When organizing your data for analysis, you can elect to treat all the microarray data as a single group or you can separate the data into related groups, or partitions. Hierarchical clustering can be performed on data that is partitioned or unpartitioned. The difference is that hierarchical clustering does not join data in different partitions, so that potentially unrelated patterns remain independent.

Distance Metrics and Centering

The most obvious method for comparing sets of microarray data is to compare the data profiles. A gene expression profile can be imagined as a vector of n dimensions, where n is the number of microarray measurements for that gene and whose coordinates are the results of each measurement of that gene. By comparing these vectors, we can detect which genes show similar data profiles across a series of experiments. Similarly, experiments can be thought of as vectors of m dimensions, where m is the number of genes and each coordinate is the measurement of a single gene on that microarray. Comparison of the array vectors will show which arrays showed the most similar behavior. Once we consider these data as vectors, we can use standard mathematical techniques to measure their similarity. PUMAdb uses two distance metrics to measure the similarity between vectors: Pearson Correlation and Euclidean distance. Pearson Correlation treats the vectors as if they were the same (unit) length, and is thus insensitive to the amplitude of changes that may be seen in the expression profiles. The Euclidean distance measures the absolute distance between two points in space, which in this case are defined by two vectors. Note that Euclidean distance will be affected by both the direction and the amplitude of the vectors, so that two genes that are coordinately expressed might not be seen to be similar if one has a much higher signal than the other.

Making a file of well-correlated genes

You can make a list of genes with well correlated data profiles within your dataset. Choose an upper limit of the number of genes to display, the correlation threshold and the method of correlation (either centered or non-centered). Unless you have used gene filters (for example, "Only use genes with greater than 80% good data") during Data Selection for Analysis, you should be aware that genes with only a single datapoint will be well-correlated to all other genes. The list of correlated genes is available for downloading and ends with a ".stdCor" extension.

Image Generation Options

Visualizing Clustered Microarray Data

After the data have been clustered, you will be presented with an image with a list of links. There are several options for visualizing and exploring your clustered data. An example of the image is shown in .

Figure 3. Image and options available after hierarchical clustering.
  1. Browse the cluster

    By clicking on the image itself, you can explore your data, zoom in, zoom out and more.

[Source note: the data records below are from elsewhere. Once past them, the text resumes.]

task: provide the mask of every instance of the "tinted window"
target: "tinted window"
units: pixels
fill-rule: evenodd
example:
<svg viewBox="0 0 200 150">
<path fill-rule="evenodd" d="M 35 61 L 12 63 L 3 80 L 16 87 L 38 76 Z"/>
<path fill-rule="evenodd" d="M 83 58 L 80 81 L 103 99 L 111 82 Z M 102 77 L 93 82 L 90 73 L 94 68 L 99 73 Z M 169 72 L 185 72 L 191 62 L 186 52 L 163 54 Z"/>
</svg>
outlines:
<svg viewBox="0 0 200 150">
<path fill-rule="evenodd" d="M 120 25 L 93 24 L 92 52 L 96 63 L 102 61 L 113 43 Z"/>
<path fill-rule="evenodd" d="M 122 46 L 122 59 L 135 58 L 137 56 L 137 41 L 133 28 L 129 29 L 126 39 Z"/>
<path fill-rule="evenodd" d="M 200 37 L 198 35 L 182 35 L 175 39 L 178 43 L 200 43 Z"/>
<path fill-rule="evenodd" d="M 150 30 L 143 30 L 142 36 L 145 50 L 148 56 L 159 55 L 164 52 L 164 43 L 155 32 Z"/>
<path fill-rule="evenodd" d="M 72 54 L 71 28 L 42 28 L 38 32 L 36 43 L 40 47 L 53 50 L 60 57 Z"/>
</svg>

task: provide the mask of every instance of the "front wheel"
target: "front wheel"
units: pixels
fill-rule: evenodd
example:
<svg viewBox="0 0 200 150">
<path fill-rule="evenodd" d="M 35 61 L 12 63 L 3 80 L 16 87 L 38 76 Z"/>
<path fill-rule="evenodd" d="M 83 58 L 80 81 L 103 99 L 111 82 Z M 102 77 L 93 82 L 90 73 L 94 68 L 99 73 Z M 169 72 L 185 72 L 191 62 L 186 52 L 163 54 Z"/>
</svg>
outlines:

  2. View averaged spot images

    Spot images are simply square images with even signals that represent the actual spots on the array. It is often more convenient and intuitive to examine the broken images rather than the spots themselves. Figure 4 shows an example of a broken images.

    Figure 4. Display of clustering results as broken images.
  3. View spots

    You can view your clustering results as images of the actual spots, as illustrated in Figure 5.

    Figure 5. Display of clustering results as broken spots.
  4. View spots and spot images

    Figure 6 shows how you can see both the images and the spots in your clustering results.

    Figure 6. Display of clustering results as joint broken images.
  5. Notes on viewing Spot images

    When several instances of the same clone (SUID) are present on the same slide and data points are collapsed by SUID, this will result in averaging of these data points. Subsequently, when spot images are displayed during clustering, the images from one of the spots is picked randomly. Naturally, this might look quite different than the averaged cluster images.

    When planning on looking at spot images during clustering, the "Include SUID/LUID/SPOT in the UID column." box has to be checked during data retrieval. If this is left unchecked, the spot images can not be properly assigned to cluster images when multiple instances of the same clone (SUID) are present on the slides. A random spot image is picked and will be used for all spots. An example is shown on Figure 7.

    Figure 7. shows an example when data was collapsed by 'SPOT' (i.e. no averaging of spots), but the UID column was not retrieved. IMAGE:683659 was present in 4 spots on these slides, 3 of which clustered together (lower panel) but the 4th did not (upper panel). Spot images for this 4th spot were picked randomly and used for all the instances of the clone. This results in quite obvious discrepancy with the cluster images (lower panel).